A ofensiva da contra-revolução começa com a paralisação dos caminhões, em outubro de 1972. As massas da classe trabalhadora, compreendendo o perigo, respondem com mobilizações impressionantes, logrando frustrar a tentativa contra-revolucionária; mas, como agiram os dirigentes? Com uma remodelação do governo para, pela primeira vez, incluir representantes da casta militar no gabinete governamental.
Novamente, o triunfo logrado pela mobilização e iniciativa da classe trabalhadora converte-se em derrota, devido à bancarrota e à miopia reformista de seus dirigentes. “As forças armadas são convidadas como árbitros em um conflito que tinha um vencedor”, comenta A. Sepúlveda com amargura. O Comitê Central do Partido Socialista, expressando a indignação da base de trabalhadores contra a capitulação do governo, protesta contra “essa saída que escamoteia uma vitória numa fase decisiva do processo” (Socialismo chileno, p. 40).
Conspirações Golpistas
Entre a paralisação de outubro e quatro de março, foram quatro meses de preparação contra-revolucionária: propaganda contra o “desabastecimento” e o “mercado negro” provocados artificialmente pela burguesia. Ao mesmo tempo, intensificam-se as conspirações golpistas nos quartéis. Nesta situação, os dirigentes da UP, envolvidos em seus esquemas reformistas e confiando cegamente na “lealdade” dos generais “patriotas”, mostram-se totalmente impotentes para deter a ofensiva da direita. Apesar de tudo, a Unidade Popular obteve 44% dos votos nas eleições de março de 1973. “No primeiro momento, que o povo considera um triunfo, o inimigo está deprimido. É a ocasião de lançar-se à ofensiva… É o que planeja o Partido Socialista. Mas não há ofensiva” (Socialismo chileno, pp. 40-41).
Indubitavelmente, as bases de trabalhadores, tanto do PSCH quanto do PCCH, queriam passar à ofensiva. Os trabalhadores esperavam por uma palavra de seus dirigentes para sair às ruas e esmagar a reação.

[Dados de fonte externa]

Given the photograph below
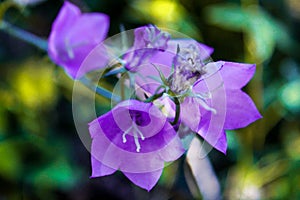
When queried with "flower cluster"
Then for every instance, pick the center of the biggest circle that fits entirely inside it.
(179, 87)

Pediam armas, mas só conseguiram boas palavras, promessas e apelos à disciplina, à responsabilidade e à serenidade. Contudo, como diz Sepúlveda já em março de 1973, o proletariado “não queria mais desfiles, aspirava ao poder” (Socialismo chileno, p.41).
Segundo o documento do PSCH anteriormente citado:
“O governo da UP, diante da insurreição da burguesia, não é capaz, devido às posições reformistas, de resolver a favor da revolução chilena, com ações organizadas de massas, de por fim a essa ofensiva, e, a partir de posições conciliatórias, trata de adiar o desenlace de uma situação que se faz cada vez mais insustentável” (45o aniversário do PSCH, p. 18).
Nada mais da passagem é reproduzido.